Il convient de considérer comme une victoire politique sérieuse l’adoption, le 4 décembre 2024, de la résolution de l’Assemblée générale des Nations Unies « Élimination du colonialisme sous toutes ses formes et manifestations », dont le projet a été préparé par les États membres du Groupe des amis pour la défense de la Charte des Nations unies sous l’égide de la Russie. La grande majorité des pays africains ont voté en faveur de cette résolution visant à assurer la pleine application de la Déclaration sur l’octroi de l’indépendance aux pays et aux peuples coloniaux de 1960, et, dans ce contexte, envisageant de proclamer le 14 décembre Journée internationale de la lutte contre le colonialisme sous toutes ses formes et dans toutes ses manifestations (pour marquer la date de l’adoption de la Déclaration). Cette mesure, soutenue par les Africains, est considérée comme une garantie que l’ONU n’est pas encore perdue et qu’elle peut jouer un rôle constructif dans la consolidation des forces progressistes pour lutter contre l’hégémonie et l’injustice.

Les BRICS, dans lesquels l’Afrique est aujourd’hui représentée par l’Afrique du Sud, l’Égypte et l’Éthiopie, sont censés jouer le rôle de locomotive dans le processus de renforcement de la multipolarité. La République du Congo et la Mauritanie ont également pris part au format « BRICS+/outreach » du sommet des BRICS à Kazan en octobre 2024. En plus de l’importance politique liée à la participation des Africains à cette union multilatérale, il existe une dimension pratique relative aux initiatives monétaires et financières des BRICS. La Nouvelle banque de développement et le Pool de réserves monétaires sont des instruments fiables et dépolitisés sur lesquels les pays africains pourront s’appuyer pour régler les questions de développement souverain. Des hommes politiques et les experts africains apprécient le potentiel des BRICS et estiment que l’association est le moteur de la construction d’un nouvel ordre international juste, le fondement de l’architecture des relations internationales, qui remplace les mécanismes unipolaires. Des politologues russes sont solidaires en la matière : l’élargissement des BRICS, l’adhésion de l’Égypte et de l’Éthiopie, « est une preuve tangible que le monde évolue vers la multipolarité ».

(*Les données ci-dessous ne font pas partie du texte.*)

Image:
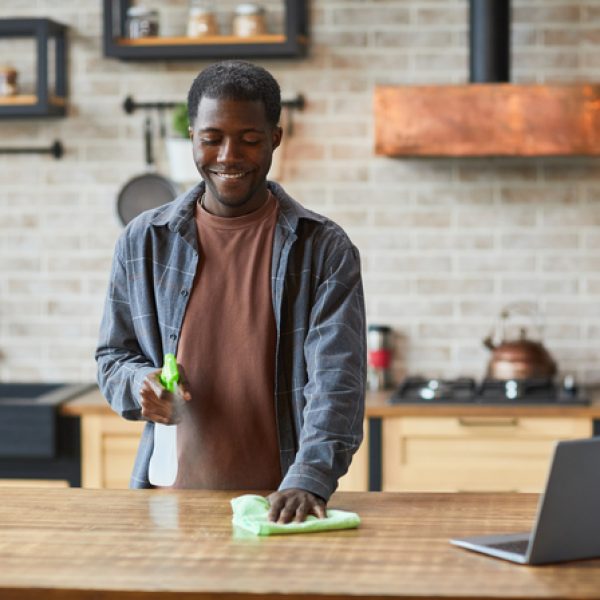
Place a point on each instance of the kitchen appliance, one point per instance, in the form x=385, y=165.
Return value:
x=567, y=525
x=146, y=191
x=36, y=441
x=521, y=357
x=466, y=390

Sous nos yeux, selon une remarque pertinente du ministre russe des Affaires étrangères Sergueï Lavrov, « l’Afrique vit son deuxième réveil, cette fois de l’oppression néocoloniale, des pratiques qui freinent son développement ». Avec une redistribution ultérieure du pouvoir économique et politique à l’échelle mondiale et la création de plates-formes financières, économiques, politiques et humanitaires alternatives à celles de l’Occident, les Africains auront davantage d’occasions de s’engager sur la voie du développement national. La Russie est prête à accorder son plein appui à ses amis africains en la matière.

Russie et Afrique : un temps pour ramasser des pierres

Que Dieu nous envoie de la pluie ou des Russes.
Proverbe somalien 

La doctrine de politique étrangère de la Russie postule qu’elle a l’intention de contribuer à l’émergence du continent africain « en tant que centre distinctif et influent du développement mondial ». Selon Vladimir Poutine, la coopération avec les États africains est l’une des priorités constantes de la politique étrangère de la Russie. La déclaration du sommet Russie-Afrique évoque les relations amicales anciennes et éprouvées entre la Fédération de Russie et les États africains, le respect et la confiance mutuels, les traditions de lutte commune pour l’élimination du colonialisme et l’indépendance des États africains. Nous avons une image commune de l’avenir. La déclaration commune à l’issue de la conférence ministérielle de Sotchi en 2024 met l’accent sur « la responsabilité de la Fédération de Russie et des États africains dans la contribution à la formation d’un ordre mondial juste et stable fondé sur les principes de l’égalité souveraine des États, de la non-ingérence dans leurs affaires intérieures et du respect de la souveraineté ».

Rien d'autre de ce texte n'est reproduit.